New study shows intense workload demands during pandemic affected employees mental and physical health

By Rebecca Weller contact

- Last updated on GMT

A collaborative study: Working during the pandemic affected employees mental and physical health (Credit: Getty/Phynart Studio)
A collaborative study: Working during the pandemic affected employees mental and physical health (Credit: Getty/Phynart Studio)

Related tags: coronavirus, Social responsibility, mental health, Multi-site pub operators

Intense workload demands, unpaid work and concerns about catching Covid impacted the mental health of hospitality employees working through the pandemic, a new collaborative study by Sheffield Hallam University, Sheffield University and the University of Exeter academics has found.

The aim of the project was to recognise the work done by hospitality workers and encourage better working conditions and higher pay in the future, they also hoped to explore the relationship between public health, cleaning labour, and the availability and accessibility of toilets.

One anonymous worker referred to as “Ben” said: “Hygiene is my primary concern with going back.

“I’m the only member of staff who would have to use public transport regularly to go to and from work, which is something I was very uncomfortable with before returning to lockdown and has only become more of a concern now. 

Risk of introducing Coronavirus into the workplace

“I definitely feel as if I raise the risk of introducing Covid to the workplace quite significantly.
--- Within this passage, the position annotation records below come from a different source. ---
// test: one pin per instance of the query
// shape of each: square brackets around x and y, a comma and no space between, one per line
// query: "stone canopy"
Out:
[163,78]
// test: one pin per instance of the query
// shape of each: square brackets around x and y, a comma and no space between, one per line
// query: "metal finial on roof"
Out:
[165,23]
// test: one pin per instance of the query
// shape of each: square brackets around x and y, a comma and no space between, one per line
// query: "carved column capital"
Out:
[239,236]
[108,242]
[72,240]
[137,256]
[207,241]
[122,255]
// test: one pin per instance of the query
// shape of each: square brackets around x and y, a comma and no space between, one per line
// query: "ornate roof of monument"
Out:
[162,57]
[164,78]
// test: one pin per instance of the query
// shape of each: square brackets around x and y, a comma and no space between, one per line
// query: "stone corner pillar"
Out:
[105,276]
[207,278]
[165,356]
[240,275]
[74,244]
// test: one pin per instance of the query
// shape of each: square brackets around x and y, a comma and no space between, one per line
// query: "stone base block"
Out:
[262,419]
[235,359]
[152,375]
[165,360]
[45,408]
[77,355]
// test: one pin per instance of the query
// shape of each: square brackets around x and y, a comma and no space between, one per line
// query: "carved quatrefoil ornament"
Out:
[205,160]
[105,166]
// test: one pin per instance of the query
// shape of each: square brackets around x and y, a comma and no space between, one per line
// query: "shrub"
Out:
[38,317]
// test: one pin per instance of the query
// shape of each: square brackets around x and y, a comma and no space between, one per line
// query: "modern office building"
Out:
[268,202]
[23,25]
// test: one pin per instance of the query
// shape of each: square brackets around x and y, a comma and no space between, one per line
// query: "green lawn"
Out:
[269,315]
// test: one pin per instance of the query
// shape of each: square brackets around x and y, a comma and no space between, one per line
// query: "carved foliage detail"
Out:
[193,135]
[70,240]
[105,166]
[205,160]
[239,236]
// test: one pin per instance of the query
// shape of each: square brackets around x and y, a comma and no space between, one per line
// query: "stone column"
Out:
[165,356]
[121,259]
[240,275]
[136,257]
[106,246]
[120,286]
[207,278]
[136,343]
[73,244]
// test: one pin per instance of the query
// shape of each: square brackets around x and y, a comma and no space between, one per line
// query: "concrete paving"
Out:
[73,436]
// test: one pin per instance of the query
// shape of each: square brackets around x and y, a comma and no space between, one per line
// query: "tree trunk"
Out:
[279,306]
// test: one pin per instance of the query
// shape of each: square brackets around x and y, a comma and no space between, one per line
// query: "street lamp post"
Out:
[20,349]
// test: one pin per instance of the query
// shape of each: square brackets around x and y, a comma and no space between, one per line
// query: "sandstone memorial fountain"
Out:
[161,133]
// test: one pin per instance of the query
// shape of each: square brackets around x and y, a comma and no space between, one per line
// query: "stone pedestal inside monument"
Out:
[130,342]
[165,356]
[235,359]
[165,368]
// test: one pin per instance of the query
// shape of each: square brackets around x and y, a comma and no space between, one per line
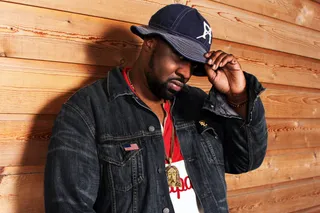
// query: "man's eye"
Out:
[181,58]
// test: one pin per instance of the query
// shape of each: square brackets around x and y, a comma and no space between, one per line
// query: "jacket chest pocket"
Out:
[123,169]
[212,146]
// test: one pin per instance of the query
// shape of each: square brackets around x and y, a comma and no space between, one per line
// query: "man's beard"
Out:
[159,89]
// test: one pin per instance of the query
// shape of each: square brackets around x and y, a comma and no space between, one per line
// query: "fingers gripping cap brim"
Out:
[186,47]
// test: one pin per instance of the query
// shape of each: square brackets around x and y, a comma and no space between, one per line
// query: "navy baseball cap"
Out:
[184,28]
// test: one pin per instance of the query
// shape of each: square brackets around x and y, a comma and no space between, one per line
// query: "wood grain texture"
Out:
[25,192]
[279,166]
[278,103]
[300,12]
[21,193]
[279,198]
[66,37]
[314,209]
[268,66]
[24,139]
[19,134]
[229,23]
[293,133]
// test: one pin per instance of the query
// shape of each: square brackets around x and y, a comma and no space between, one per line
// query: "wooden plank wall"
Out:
[50,48]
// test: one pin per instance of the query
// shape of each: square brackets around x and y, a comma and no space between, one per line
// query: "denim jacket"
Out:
[88,170]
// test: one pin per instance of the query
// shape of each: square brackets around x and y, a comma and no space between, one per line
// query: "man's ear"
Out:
[149,44]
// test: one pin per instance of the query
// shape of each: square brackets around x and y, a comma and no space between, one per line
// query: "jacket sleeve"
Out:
[72,167]
[244,141]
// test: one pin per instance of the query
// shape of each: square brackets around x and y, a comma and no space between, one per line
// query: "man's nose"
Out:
[184,70]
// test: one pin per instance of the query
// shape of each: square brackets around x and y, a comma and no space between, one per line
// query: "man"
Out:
[141,140]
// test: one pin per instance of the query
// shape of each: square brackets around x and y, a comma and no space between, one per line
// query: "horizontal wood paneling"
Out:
[25,192]
[279,198]
[229,23]
[105,42]
[278,103]
[60,36]
[300,12]
[315,209]
[21,193]
[19,170]
[73,44]
[279,166]
[20,133]
[293,133]
[24,139]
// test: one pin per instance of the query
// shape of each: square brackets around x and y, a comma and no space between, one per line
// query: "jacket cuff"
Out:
[217,102]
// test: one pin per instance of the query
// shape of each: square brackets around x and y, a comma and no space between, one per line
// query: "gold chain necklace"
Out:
[172,172]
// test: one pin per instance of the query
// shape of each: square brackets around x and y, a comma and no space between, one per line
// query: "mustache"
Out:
[182,80]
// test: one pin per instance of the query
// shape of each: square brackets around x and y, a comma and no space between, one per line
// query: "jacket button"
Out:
[151,128]
[166,210]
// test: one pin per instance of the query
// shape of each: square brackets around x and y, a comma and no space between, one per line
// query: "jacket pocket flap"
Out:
[116,153]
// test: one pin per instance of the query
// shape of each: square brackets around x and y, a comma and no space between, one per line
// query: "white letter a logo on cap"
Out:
[206,31]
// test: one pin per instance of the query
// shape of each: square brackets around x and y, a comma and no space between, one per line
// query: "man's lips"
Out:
[175,85]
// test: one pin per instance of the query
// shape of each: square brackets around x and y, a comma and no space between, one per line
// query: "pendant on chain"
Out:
[173,176]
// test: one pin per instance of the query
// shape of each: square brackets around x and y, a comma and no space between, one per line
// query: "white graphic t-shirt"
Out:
[183,198]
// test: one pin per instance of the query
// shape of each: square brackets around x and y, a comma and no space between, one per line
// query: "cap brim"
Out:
[186,47]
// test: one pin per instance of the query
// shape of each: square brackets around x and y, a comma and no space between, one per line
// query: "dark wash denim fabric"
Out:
[87,169]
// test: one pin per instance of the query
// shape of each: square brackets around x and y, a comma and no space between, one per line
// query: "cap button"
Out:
[166,210]
[151,128]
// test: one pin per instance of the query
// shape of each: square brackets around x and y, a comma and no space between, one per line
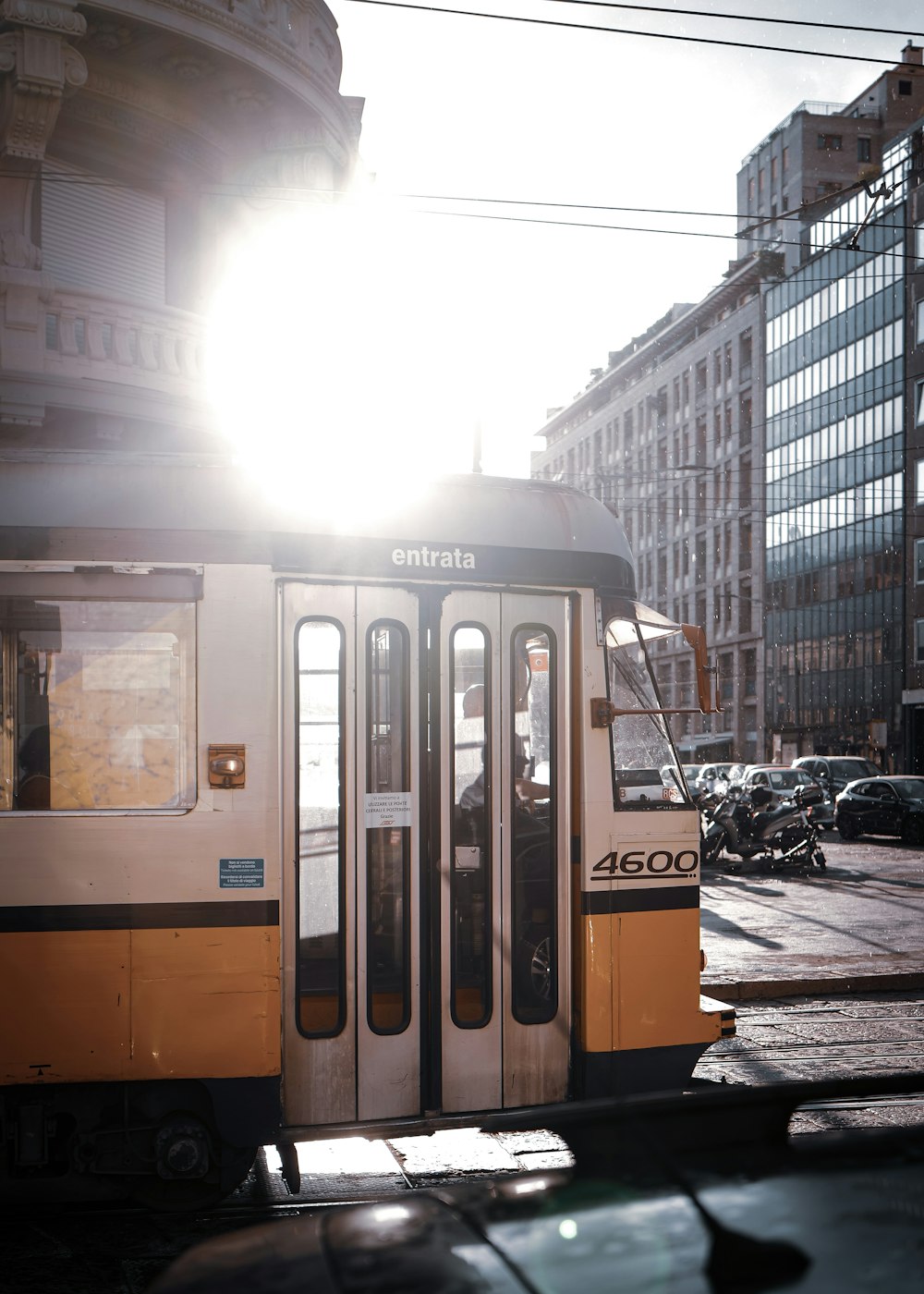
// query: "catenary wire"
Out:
[632,31]
[738,17]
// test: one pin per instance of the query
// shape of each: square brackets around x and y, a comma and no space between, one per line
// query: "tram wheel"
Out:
[178,1194]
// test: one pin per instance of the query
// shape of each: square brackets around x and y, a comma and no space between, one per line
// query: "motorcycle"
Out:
[742,824]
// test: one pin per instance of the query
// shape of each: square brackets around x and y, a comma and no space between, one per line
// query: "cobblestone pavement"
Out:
[857,925]
[791,953]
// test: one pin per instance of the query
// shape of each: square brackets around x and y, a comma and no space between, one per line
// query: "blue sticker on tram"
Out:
[239,873]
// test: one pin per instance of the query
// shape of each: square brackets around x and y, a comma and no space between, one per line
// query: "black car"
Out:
[836,772]
[881,806]
[693,1193]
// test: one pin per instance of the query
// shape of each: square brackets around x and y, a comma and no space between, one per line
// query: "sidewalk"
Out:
[856,928]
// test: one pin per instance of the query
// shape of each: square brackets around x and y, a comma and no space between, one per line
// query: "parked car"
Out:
[881,806]
[835,770]
[782,782]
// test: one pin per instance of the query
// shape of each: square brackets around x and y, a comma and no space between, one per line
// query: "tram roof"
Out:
[216,511]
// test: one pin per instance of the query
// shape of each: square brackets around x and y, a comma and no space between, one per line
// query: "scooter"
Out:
[739,824]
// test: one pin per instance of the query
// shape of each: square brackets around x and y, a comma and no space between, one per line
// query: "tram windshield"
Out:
[645,761]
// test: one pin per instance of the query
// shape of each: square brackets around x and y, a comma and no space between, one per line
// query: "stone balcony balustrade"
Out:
[138,140]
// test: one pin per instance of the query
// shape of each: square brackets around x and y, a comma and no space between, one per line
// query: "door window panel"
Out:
[322,871]
[471,869]
[388,848]
[103,696]
[532,824]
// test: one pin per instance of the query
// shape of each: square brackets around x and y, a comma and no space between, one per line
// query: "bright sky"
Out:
[423,326]
[511,317]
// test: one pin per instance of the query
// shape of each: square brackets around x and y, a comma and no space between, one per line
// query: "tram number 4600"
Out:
[643,862]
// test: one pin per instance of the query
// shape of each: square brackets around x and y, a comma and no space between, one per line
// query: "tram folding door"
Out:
[425,825]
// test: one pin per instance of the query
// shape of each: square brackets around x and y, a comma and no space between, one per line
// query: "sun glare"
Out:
[336,358]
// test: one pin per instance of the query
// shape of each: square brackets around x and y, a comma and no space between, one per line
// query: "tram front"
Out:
[642,1022]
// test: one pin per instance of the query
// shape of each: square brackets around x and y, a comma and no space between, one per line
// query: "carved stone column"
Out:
[36,67]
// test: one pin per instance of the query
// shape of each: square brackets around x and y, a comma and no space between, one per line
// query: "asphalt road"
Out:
[859,925]
[826,974]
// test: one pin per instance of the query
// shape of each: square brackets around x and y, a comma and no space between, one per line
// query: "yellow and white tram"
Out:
[307,825]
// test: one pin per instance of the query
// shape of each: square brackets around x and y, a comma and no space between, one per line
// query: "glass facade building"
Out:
[833,484]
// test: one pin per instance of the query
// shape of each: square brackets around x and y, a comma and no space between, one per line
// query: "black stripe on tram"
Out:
[651,899]
[138,916]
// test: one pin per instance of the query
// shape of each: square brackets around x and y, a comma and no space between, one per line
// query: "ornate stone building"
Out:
[669,435]
[136,139]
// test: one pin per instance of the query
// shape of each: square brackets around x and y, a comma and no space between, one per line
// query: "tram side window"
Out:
[532,825]
[103,704]
[646,770]
[388,847]
[322,873]
[471,870]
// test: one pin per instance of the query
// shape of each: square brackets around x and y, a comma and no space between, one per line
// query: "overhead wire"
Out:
[629,31]
[669,10]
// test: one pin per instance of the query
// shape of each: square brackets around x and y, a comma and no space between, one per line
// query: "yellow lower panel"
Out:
[206,1002]
[64,1013]
[640,981]
[99,1006]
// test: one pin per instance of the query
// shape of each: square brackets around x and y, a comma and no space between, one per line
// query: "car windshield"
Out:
[852,769]
[787,779]
[910,788]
I was very strict with my conduct regarding my own hygiene on public transport and throughout work, and yet in the run-up to the November lockdown I still contracted Covid. 

“Thankfully, my co-workers had tested negative and were okay, but it was a big hit to my psyche to live in fear for so long of contracting this illness and introducing it to home and having that become my reality.”

The year-long research project, funded by the University of Exeter, has cumulated in a podcast, ‘Beers, Burgers + Bleach’, which recounts the experiences of 21 hospitality workers across the UK who were interviewed and completed a work diary between December 2020 and April 2021.

The podcast mini-series comprised of three episodes, struggles, solidarities, and sanitation.

Bill, who’s in his 60’s and has worked in the hospitality sector for 50 years, told researchers about the difficulties faced with customers who were unwilling to comply with regulations.

A different world

Bill said:​ “When we’ve been asking them to do things, ‘Can you put a mask on?’ ‘Can you sanitise your hands?’ ‘Will you fill a track and trace in?’, it’s as if they’ve been in a different world because they might go to a supermarket and they’ll put a mask on, but when they come to where I work it’s a different world, ‘Why do we have to do it here?’.

“It’s as if Covid’s stopped at the door and doesn’t affect the inside, people’s attitudes have been absolutely horrible; we’ve been sworn at and abused and everything else.” 

The project was part of the ESRC Festival of Social Science and was based on research funded by the University of Exeter’s Wellcome Centre for Cultures and Environments of Health (WCCEH), led by Dr Charlotte Jones from the University of Exeter, Dr Jen Slater and Dr Jill Pluquailec from Sheffield Hallam University and Dr Lauren White from the University of Sheffield in close collaboration with hospitality workers, trade unions and local campaigns.